Understanding Gradient Descent in Neutral Networks: Mean Field and Beyond

October 18, 2023
11:30AM to 12:30pm EST
JCC 265
Speaker: Margalit Glasgow
Host: Liping Liu

Abstract

Recent years have empirically demonstrated the unprecedented success of deep learning, with gradient descent starring as the central workhorse of training neural networks. However, our theoretical understanding of why gradient descent succeeds still lags: why does gradient descent find good local minima in the highly non- convex loss landscape given by neural networks? In this talk, I'll discuss two recent works on training two-layer neural networks via (stochastic) gradient descent to learn single- and multi-index models with near-optimal sample complexity.
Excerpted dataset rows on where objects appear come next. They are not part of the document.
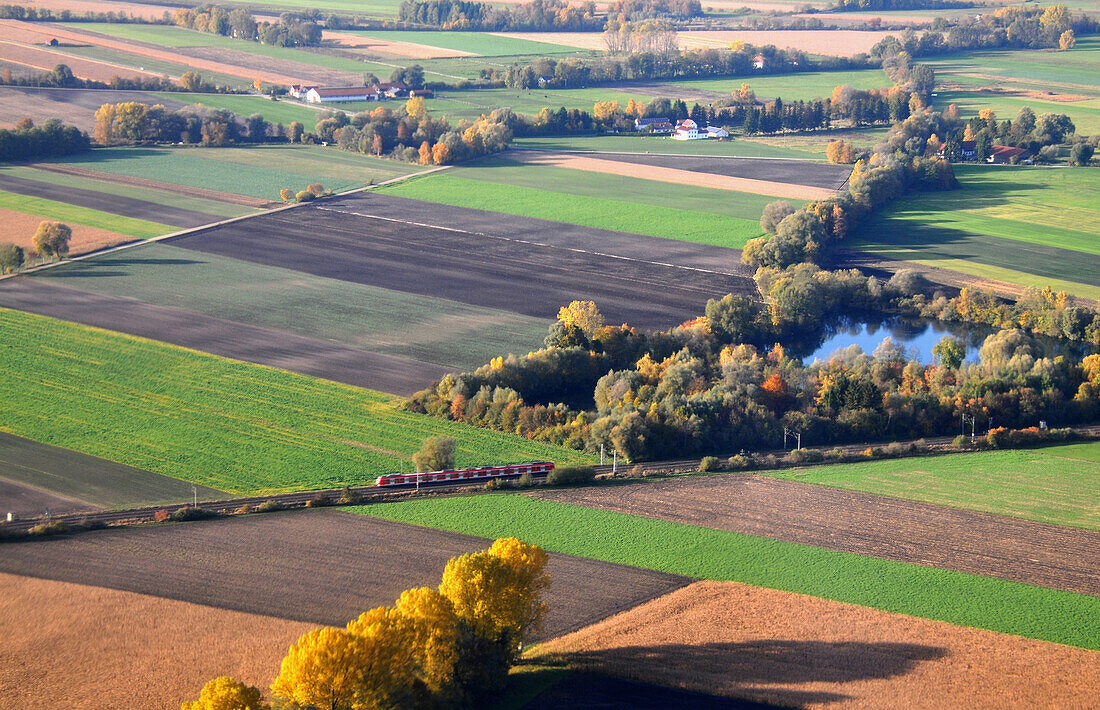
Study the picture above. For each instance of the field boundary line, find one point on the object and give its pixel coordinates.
(526, 241)
(190, 230)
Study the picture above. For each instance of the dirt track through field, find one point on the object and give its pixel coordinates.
(141, 182)
(798, 651)
(338, 241)
(227, 338)
(107, 203)
(19, 229)
(70, 645)
(320, 566)
(891, 528)
(629, 168)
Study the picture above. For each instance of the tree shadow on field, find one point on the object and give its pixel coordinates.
(765, 670)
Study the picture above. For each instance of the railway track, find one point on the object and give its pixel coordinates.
(373, 493)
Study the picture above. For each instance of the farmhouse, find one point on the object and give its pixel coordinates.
(1005, 154)
(661, 124)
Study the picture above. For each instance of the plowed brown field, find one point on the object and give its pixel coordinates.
(46, 59)
(70, 645)
(791, 650)
(19, 229)
(851, 522)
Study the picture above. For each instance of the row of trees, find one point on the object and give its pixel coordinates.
(53, 139)
(133, 122)
(290, 31)
(712, 385)
(443, 647)
(537, 15)
(413, 135)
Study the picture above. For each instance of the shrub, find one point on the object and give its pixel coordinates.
(571, 476)
(191, 513)
(708, 463)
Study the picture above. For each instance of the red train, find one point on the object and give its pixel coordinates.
(486, 473)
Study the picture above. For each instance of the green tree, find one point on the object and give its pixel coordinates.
(52, 239)
(436, 455)
(11, 258)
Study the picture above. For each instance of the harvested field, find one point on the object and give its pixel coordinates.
(152, 184)
(46, 59)
(230, 339)
(85, 482)
(347, 40)
(325, 567)
(535, 279)
(796, 651)
(73, 106)
(662, 168)
(113, 204)
(20, 227)
(847, 521)
(69, 645)
(834, 42)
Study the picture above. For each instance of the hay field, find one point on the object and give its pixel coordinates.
(79, 646)
(1025, 226)
(796, 651)
(692, 550)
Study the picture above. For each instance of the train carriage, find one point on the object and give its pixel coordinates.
(457, 476)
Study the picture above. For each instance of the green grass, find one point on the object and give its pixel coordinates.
(1059, 484)
(658, 144)
(75, 215)
(628, 215)
(255, 172)
(1031, 226)
(480, 43)
(221, 423)
(957, 598)
(437, 330)
(161, 197)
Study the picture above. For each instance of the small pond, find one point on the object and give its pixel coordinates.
(917, 336)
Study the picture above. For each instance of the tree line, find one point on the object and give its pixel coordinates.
(433, 648)
(534, 15)
(722, 382)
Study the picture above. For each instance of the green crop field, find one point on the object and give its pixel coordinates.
(75, 215)
(480, 43)
(723, 218)
(176, 37)
(927, 592)
(1059, 484)
(221, 423)
(437, 330)
(1030, 226)
(658, 144)
(259, 171)
(161, 197)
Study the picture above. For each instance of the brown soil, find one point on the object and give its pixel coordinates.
(318, 566)
(388, 46)
(671, 175)
(835, 42)
(70, 645)
(848, 521)
(791, 650)
(19, 229)
(140, 182)
(141, 48)
(46, 59)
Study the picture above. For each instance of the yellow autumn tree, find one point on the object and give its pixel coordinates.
(226, 694)
(416, 107)
(583, 315)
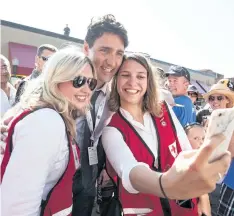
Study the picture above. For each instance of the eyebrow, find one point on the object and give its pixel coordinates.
(139, 72)
(110, 48)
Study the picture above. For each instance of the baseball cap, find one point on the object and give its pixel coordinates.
(178, 71)
(192, 88)
(165, 95)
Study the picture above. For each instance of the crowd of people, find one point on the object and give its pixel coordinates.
(98, 133)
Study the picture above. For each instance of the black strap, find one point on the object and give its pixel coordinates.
(93, 101)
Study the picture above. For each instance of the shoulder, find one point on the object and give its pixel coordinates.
(44, 119)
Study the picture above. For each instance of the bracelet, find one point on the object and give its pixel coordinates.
(161, 187)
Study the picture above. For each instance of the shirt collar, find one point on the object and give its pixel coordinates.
(105, 88)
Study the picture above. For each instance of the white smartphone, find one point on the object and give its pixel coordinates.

In both settings, the main challenge is showing that the gradient descent trajectory escapes saddles in the landscape. We show that even in the presence of unstable saddle regions, the gradient descent trajectory stays close to a certain surrogate trajectory, either characterized by the mean- field limit of the neural network (ie. when the network has infinite width), or by other approximations. Ultimately, we show that we can learn via gradient descent with far fewer training examples than previously guaranteed by the mean-field or neural tangent kernel approaches.

Bio:

Margalit Glasgow is a 6th year PhD student at Stanford University, advised by Mary Wootters and Tengyu Ma. Her research focuses on theoretical aspects of machine learning, in particular understanding the capabilities and limitations of gradient-based optimization.